Adenomyosis is a gynecologic disorder characterized by the presence of ectopic endometrial tissue within the uterine myometrium. It can involve most of the myometrium (diffuse adenomyosis), it may be present only in a circumscribed part of the myometrium (focal adenomyosis) or it may appear as a large cyst (adenomyotic cyst). The common sign of adenomyosis is uterine enlargement. Adenomyosis is asymptomatic in approximately one third of patients (1); alternatively, it may cause a wide range of aspecific symptoms including dysmenorrhea, deep dyspareunia and heavy menstrual bleeding (1,2). Adenomyosis may coexist with other gynecological conditions (such as uterine myomas and endometriosis) (3) making its diagnosis even more challenging. In the last 10 years, great attention has been given to the reproductive impact of adenomyosis. It has been demonstrated that women with adenomyosis have increased risk of developing late pregnancy complications caused by placental insufficiency such as small for gestational age newborns, premature rupture of membrane and preeclampsia (4,5).

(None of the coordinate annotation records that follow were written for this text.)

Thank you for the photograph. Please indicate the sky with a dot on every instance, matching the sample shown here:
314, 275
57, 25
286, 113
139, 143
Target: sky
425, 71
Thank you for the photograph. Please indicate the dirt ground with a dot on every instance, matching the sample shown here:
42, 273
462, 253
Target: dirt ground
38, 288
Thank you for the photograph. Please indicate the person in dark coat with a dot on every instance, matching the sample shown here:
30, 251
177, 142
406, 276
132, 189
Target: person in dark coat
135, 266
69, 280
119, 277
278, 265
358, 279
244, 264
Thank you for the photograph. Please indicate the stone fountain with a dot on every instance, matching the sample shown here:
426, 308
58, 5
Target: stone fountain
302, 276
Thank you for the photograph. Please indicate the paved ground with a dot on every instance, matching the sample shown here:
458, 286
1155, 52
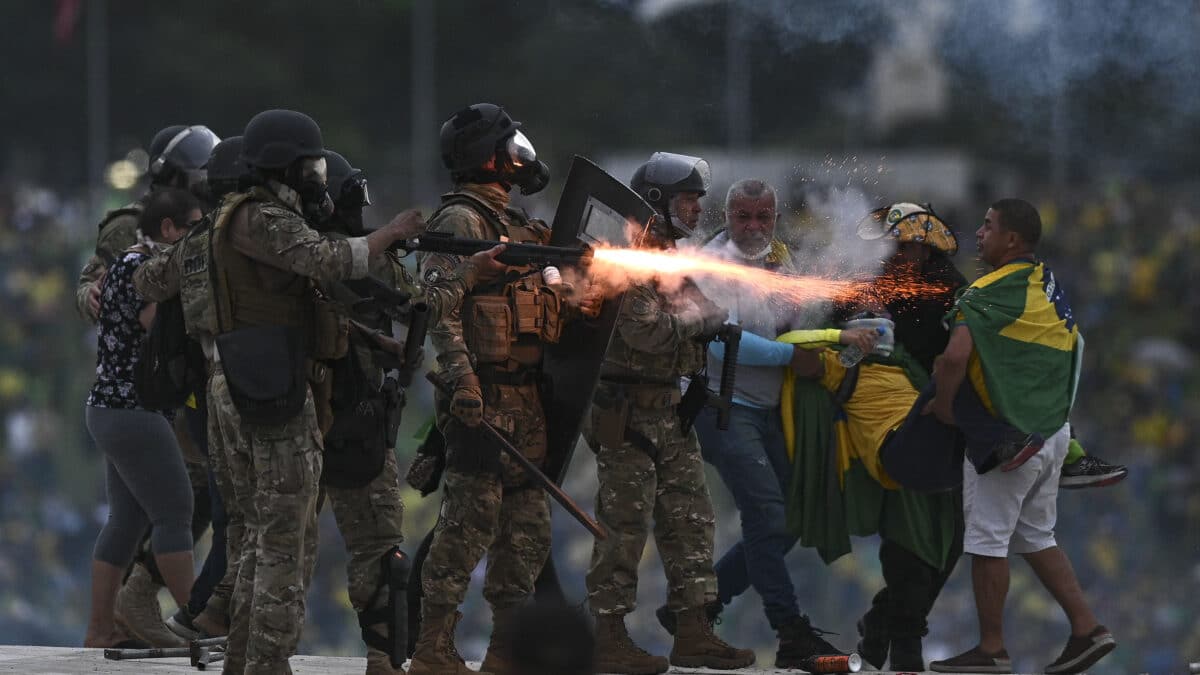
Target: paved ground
55, 661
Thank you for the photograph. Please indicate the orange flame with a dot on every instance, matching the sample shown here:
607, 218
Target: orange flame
618, 266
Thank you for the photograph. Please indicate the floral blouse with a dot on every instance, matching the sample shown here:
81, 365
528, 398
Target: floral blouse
120, 336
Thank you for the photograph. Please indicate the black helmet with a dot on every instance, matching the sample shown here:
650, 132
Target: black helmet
160, 139
667, 174
480, 132
179, 155
226, 168
347, 185
469, 136
276, 138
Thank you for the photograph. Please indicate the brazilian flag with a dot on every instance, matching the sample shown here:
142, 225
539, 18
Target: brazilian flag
1027, 346
826, 507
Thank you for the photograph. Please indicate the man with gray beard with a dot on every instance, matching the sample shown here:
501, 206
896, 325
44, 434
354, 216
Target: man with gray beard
751, 455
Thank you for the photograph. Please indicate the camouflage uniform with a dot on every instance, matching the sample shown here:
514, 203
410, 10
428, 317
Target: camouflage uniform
371, 517
657, 472
183, 270
489, 507
118, 232
269, 255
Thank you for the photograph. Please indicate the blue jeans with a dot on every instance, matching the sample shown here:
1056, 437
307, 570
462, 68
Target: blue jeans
215, 563
751, 459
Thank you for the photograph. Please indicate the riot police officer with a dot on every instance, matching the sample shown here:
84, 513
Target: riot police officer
178, 159
365, 396
270, 340
490, 353
648, 466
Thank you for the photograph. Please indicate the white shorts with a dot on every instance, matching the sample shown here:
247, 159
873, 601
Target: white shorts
1014, 512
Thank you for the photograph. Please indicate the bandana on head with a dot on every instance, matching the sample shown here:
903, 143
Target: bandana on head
909, 222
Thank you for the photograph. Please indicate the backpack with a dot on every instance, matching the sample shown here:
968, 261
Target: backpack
171, 365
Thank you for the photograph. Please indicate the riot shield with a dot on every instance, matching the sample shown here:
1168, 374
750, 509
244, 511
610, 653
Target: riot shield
594, 207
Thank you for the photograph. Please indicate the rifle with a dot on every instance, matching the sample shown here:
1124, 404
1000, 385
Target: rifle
697, 395
539, 478
516, 255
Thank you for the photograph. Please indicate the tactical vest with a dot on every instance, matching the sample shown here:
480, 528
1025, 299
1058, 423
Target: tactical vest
505, 322
625, 362
241, 296
195, 275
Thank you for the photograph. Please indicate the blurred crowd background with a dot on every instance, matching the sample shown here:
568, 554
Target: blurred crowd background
1087, 108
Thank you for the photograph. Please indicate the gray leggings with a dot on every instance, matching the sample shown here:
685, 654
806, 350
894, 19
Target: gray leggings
147, 484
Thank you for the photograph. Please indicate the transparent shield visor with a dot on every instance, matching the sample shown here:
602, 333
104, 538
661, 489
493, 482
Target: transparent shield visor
315, 169
669, 168
191, 148
521, 150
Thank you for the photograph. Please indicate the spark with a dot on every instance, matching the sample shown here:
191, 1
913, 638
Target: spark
617, 266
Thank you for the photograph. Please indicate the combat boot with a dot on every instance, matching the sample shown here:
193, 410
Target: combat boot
798, 640
436, 652
139, 614
379, 663
214, 619
498, 658
617, 652
697, 646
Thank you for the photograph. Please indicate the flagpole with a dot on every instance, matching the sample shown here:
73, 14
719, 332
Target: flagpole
97, 103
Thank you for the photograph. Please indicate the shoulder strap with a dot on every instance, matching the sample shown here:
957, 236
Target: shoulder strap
219, 276
483, 208
133, 209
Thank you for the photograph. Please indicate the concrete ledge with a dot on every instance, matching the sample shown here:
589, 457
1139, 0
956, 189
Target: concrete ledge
63, 661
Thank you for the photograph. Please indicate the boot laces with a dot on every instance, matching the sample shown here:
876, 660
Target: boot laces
622, 639
451, 649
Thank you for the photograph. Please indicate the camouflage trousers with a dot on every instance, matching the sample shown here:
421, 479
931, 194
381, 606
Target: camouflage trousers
235, 521
669, 489
491, 509
274, 473
370, 519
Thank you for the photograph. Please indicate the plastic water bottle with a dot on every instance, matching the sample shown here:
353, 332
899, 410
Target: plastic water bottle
852, 354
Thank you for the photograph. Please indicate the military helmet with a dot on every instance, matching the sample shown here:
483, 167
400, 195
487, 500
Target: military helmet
276, 138
346, 181
909, 222
226, 168
471, 136
667, 173
159, 143
186, 151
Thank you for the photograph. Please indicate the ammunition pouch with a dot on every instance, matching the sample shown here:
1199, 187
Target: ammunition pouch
358, 441
525, 308
330, 332
264, 366
693, 401
390, 609
610, 417
425, 473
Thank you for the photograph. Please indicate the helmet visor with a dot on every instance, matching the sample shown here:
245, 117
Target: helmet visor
315, 171
521, 150
191, 148
682, 172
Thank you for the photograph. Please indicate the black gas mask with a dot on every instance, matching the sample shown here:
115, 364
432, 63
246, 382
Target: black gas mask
517, 162
310, 177
349, 204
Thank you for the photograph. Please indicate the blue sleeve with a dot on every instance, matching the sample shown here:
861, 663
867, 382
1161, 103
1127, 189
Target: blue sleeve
756, 350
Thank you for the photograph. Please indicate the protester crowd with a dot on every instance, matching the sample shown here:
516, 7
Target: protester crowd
1123, 249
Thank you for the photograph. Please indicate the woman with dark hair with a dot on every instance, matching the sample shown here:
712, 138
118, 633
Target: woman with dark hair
145, 478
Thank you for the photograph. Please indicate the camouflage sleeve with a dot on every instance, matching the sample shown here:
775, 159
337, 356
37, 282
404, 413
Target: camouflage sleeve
281, 238
90, 273
157, 278
441, 274
646, 326
115, 236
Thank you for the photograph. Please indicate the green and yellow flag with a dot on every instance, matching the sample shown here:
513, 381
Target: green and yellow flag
1026, 344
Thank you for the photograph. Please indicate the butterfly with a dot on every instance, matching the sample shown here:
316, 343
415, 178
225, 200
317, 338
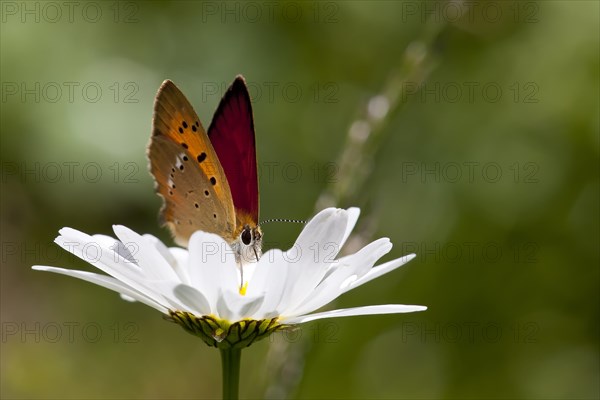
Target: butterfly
208, 181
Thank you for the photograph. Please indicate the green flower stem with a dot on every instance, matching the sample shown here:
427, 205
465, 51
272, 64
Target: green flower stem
230, 361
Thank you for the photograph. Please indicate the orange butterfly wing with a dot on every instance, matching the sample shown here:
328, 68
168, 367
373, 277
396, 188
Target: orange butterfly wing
187, 171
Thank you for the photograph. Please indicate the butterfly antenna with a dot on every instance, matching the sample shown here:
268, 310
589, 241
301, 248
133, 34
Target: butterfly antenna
296, 221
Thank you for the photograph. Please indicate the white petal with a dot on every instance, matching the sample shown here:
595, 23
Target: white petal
382, 269
113, 244
89, 250
347, 312
172, 257
353, 214
148, 257
318, 244
106, 282
350, 268
269, 281
212, 266
192, 299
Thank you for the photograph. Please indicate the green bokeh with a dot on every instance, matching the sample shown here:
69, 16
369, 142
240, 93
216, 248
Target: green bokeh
489, 172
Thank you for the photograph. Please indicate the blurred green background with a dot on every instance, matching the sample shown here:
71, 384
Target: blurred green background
486, 166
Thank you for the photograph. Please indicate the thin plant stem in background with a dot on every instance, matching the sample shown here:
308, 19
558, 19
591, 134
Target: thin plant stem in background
365, 136
230, 362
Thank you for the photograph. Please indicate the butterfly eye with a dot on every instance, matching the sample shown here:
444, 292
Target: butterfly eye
246, 236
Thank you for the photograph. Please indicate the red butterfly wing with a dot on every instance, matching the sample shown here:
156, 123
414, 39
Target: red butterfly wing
232, 136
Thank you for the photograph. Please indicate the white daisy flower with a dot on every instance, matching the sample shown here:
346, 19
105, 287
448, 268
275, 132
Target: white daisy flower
199, 288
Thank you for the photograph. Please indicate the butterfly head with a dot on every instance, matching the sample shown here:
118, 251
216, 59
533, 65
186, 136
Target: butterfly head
248, 244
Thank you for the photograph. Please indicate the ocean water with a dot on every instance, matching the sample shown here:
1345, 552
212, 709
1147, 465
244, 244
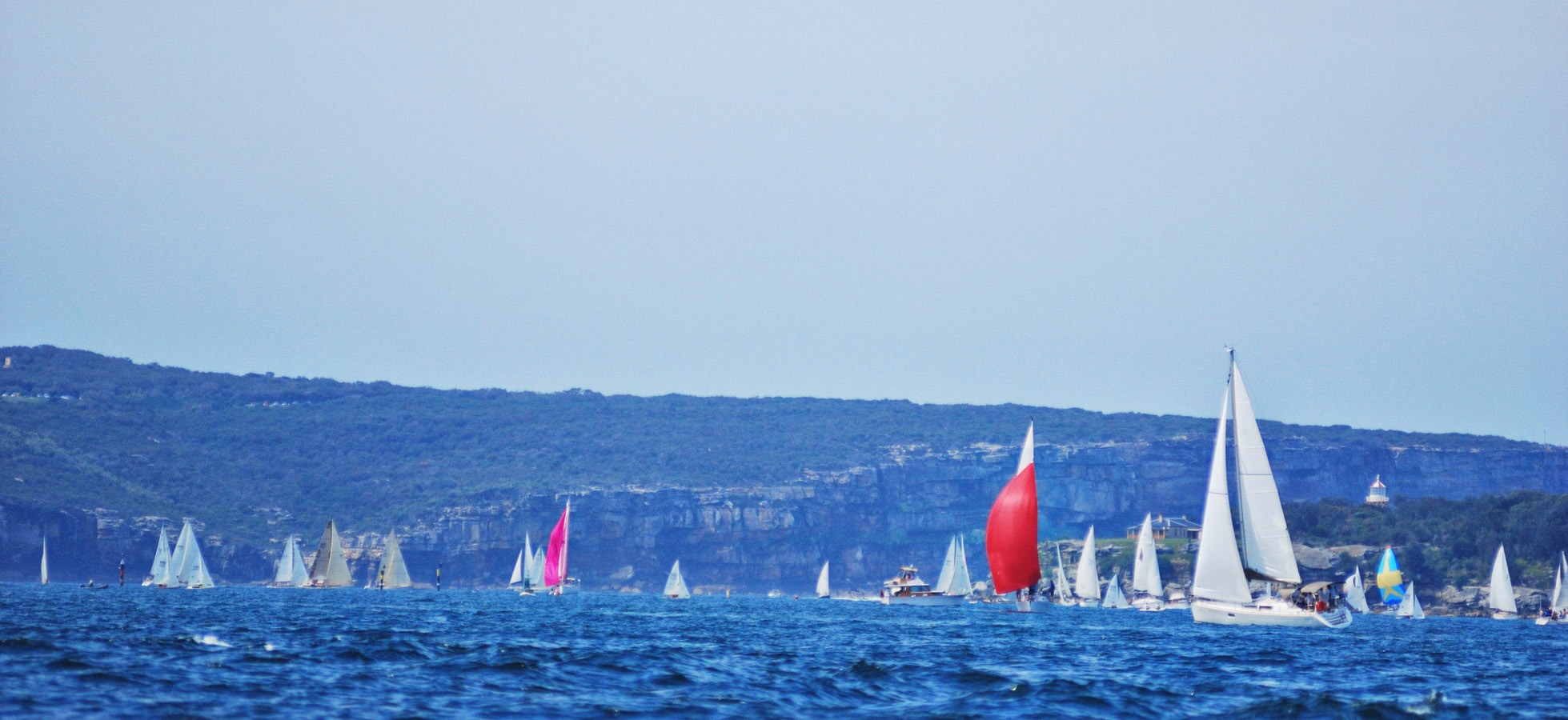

The definitive diagnosis of adenomyosis is based on the histological examination of the uterus (Figure 1) or of the adenomyotic nodules excised at surgery. There is some debate on the exact histological criteria for the diagnosis, particularly in relation to minimum depth of myometrial infiltration and number of foci required to make the diagnosis. Some pathologists suggest that invasion more than one third of the myometrium is necessary for diagnosing this benign disease; other pathologists propose that a myometrial infiltration greater than 4 mm is the necessary criteria. Obviously, hysterectomy cannot be performed in women desiring to preserve fertility and surgical excision of focal adenomyosis even when feasible may be technically challenging (6,7). The prevalence of adenomyosis is unknown, because not all patients undergo surgery and until recently there has been a wide variation in the criteria used to perform the ultrasonographic diagnosis of adenomyosis.
Figure 1.

Hysterectomy specimen, hematoxylin and eosin staining, magnification: 20×. Two cystic spaces are lined by endometrial epithelium and stroma deeply embedded in the myometrial wall and overlined by secretive endometrial mucosa.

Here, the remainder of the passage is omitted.